Die Schnarchnase kann immer und überall schlafen, sorgt aber dafür, dass das sonst niemand tut. Nach zwei Minuten Fahrzeit ist sie eingeschlafen und wenige Sekunden später sägt sie schon was das Zeug hält. In allen denkbaren Tonlagen!

Der Stuhltreter

Okay, dieser Typ Fahrgast ist erst fünf oder sechs Jahre alt und hat ein bisschen Rücksicht verdient. Denn eigentlich ist gar nicht der Kleine nach zehn Stunden Fahrt an dem Rückenleiden des Vordermanns Schuld. Denn: Neben ihm sitzt meist ein Erwachsener, der das Treten lieber hinnimmt, als sich selbst mit dem Kind zu beschäftigen.

Der Pausen-Raucher

Inzwischen planen die großen Busunternehmen zum Teil Fahrerwechsel ein, um die Reisezeit möglichst kurz zu halten. Davon hält der Pausen-Raucher gar nichts. Er dehnt an jedem Halt die obligatorischen fünf Minuten auf zehn aus, um noch eine zweite Kippe auf Zug zu inhalieren.

Die Instagram-Touristin

Cheeeeese! Sie hat schon den Bus von außen und die Ladeflächen von innen fotografiert. Das nächste Opfer sind Sie. Denn die Instagram-Touristin fotografiert natürlich zunächst die anderen Fahrgäste - "so fancy", bevor anschließend jedes Autobahndreieck - "amazing" und alle Raststätten - so irgendwas - an der Reihe sind.

Der Lunchboxer

Belegte Brote, Kekse, Gemüsesticks - auch auf kurzen Fahrten ist der Lunchboxer bestens ausgestattet. Immer mit dabei: Irgendetwas stark riechendes. Das schmatzt der Lunchboxer dann stundenlang aus der Tupperdose vor sich hin.

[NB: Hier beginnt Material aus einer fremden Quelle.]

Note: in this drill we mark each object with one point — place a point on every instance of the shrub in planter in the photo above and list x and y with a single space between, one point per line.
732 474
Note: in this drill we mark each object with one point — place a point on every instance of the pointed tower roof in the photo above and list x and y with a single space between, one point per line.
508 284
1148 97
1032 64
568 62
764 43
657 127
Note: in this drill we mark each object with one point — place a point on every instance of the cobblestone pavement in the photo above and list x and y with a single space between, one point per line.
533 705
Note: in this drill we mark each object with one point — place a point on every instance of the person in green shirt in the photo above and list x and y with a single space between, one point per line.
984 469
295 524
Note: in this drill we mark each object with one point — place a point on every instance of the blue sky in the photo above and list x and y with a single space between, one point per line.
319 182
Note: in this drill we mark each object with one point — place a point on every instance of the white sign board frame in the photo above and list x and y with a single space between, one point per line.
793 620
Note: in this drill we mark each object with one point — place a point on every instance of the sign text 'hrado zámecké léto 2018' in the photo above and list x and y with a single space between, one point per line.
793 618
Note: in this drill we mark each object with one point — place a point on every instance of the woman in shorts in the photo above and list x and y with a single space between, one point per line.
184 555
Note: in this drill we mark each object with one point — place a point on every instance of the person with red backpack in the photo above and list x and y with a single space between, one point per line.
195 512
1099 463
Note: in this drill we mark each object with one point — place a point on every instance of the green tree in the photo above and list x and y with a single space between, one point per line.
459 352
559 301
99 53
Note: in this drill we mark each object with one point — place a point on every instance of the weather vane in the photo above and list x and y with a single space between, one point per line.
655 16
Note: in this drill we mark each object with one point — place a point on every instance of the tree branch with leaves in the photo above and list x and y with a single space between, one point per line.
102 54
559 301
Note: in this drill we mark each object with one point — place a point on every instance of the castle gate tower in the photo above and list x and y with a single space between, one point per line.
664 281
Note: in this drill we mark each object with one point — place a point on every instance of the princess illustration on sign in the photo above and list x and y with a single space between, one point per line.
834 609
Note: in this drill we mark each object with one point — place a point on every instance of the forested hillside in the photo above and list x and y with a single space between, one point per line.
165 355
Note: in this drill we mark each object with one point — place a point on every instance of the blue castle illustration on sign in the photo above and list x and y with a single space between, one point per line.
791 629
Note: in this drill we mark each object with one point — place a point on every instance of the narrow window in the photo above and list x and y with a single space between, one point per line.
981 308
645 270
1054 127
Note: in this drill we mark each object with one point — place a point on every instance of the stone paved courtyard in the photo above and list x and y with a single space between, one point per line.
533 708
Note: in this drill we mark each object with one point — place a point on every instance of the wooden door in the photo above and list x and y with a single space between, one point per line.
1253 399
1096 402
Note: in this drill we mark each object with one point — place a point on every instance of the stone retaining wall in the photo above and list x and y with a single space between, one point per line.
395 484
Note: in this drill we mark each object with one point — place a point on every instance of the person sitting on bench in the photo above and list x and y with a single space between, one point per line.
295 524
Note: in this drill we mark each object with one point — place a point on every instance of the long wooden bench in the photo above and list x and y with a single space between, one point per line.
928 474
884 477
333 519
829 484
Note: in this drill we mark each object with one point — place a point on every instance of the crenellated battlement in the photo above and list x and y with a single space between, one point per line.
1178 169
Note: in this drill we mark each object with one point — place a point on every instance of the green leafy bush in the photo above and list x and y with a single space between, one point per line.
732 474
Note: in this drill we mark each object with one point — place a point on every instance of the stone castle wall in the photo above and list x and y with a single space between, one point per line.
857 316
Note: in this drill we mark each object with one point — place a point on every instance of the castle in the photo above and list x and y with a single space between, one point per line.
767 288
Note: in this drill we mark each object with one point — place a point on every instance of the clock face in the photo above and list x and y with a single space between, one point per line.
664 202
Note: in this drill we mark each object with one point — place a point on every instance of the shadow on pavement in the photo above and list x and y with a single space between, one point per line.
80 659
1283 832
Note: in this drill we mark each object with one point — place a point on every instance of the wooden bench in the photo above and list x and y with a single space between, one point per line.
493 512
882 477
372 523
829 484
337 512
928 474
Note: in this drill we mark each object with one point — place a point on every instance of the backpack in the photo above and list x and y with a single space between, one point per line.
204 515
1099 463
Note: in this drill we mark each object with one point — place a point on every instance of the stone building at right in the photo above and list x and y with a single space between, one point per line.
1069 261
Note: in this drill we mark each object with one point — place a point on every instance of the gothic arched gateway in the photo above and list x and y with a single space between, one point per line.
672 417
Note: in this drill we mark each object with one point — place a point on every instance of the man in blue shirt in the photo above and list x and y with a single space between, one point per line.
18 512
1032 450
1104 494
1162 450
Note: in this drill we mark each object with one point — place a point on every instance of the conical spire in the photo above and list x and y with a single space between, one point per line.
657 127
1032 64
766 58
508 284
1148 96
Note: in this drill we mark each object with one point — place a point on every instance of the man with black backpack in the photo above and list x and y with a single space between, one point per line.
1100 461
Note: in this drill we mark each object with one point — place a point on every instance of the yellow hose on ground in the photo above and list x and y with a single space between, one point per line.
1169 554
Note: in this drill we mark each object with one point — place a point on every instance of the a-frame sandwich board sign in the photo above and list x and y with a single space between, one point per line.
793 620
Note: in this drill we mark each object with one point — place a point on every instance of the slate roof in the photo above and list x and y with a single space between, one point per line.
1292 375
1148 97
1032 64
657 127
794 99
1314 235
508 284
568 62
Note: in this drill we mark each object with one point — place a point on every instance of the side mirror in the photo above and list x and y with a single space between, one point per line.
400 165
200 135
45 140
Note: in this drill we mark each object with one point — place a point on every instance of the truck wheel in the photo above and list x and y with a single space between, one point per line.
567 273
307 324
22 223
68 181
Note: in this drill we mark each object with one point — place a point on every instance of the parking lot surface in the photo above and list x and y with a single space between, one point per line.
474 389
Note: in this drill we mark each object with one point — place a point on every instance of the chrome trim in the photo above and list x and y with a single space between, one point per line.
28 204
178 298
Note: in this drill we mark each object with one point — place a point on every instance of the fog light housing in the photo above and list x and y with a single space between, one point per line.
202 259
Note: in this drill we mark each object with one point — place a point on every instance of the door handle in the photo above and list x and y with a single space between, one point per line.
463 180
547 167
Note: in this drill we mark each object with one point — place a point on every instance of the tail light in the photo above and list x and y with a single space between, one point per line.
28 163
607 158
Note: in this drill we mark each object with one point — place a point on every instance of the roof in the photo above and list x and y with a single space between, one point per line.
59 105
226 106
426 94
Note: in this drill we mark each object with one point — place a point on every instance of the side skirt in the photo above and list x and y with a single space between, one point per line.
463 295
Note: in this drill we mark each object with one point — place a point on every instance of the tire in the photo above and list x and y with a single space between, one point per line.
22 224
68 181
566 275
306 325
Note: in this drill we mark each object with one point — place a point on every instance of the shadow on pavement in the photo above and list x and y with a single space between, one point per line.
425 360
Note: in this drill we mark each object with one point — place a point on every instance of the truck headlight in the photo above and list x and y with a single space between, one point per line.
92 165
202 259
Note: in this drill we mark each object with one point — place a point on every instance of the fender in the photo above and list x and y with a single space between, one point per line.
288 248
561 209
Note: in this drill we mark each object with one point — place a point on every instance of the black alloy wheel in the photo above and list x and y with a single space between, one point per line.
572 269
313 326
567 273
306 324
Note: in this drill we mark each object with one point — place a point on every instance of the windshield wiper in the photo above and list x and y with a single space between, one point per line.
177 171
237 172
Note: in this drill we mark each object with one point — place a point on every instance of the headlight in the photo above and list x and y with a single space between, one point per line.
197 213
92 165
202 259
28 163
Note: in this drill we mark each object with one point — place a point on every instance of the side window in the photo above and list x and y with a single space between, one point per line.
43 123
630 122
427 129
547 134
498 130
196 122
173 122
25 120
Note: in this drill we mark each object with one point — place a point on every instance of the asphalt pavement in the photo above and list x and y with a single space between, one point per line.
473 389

Der Multitasking-Busfahrer

Er ist zwar der Chef im Ring und kein Fahrgast, trotzdem: Auch der Busfahrer kann anstrengend sein. Dann nämlich, wenn er sich weniger auf die Straße, als vielmehr auf Urlaubsbilder auf dem IPad konzentriert. Geht meistens einher mit 34 "Ähms" in den Durchsagen und starker Verspätung am Ankunftsort.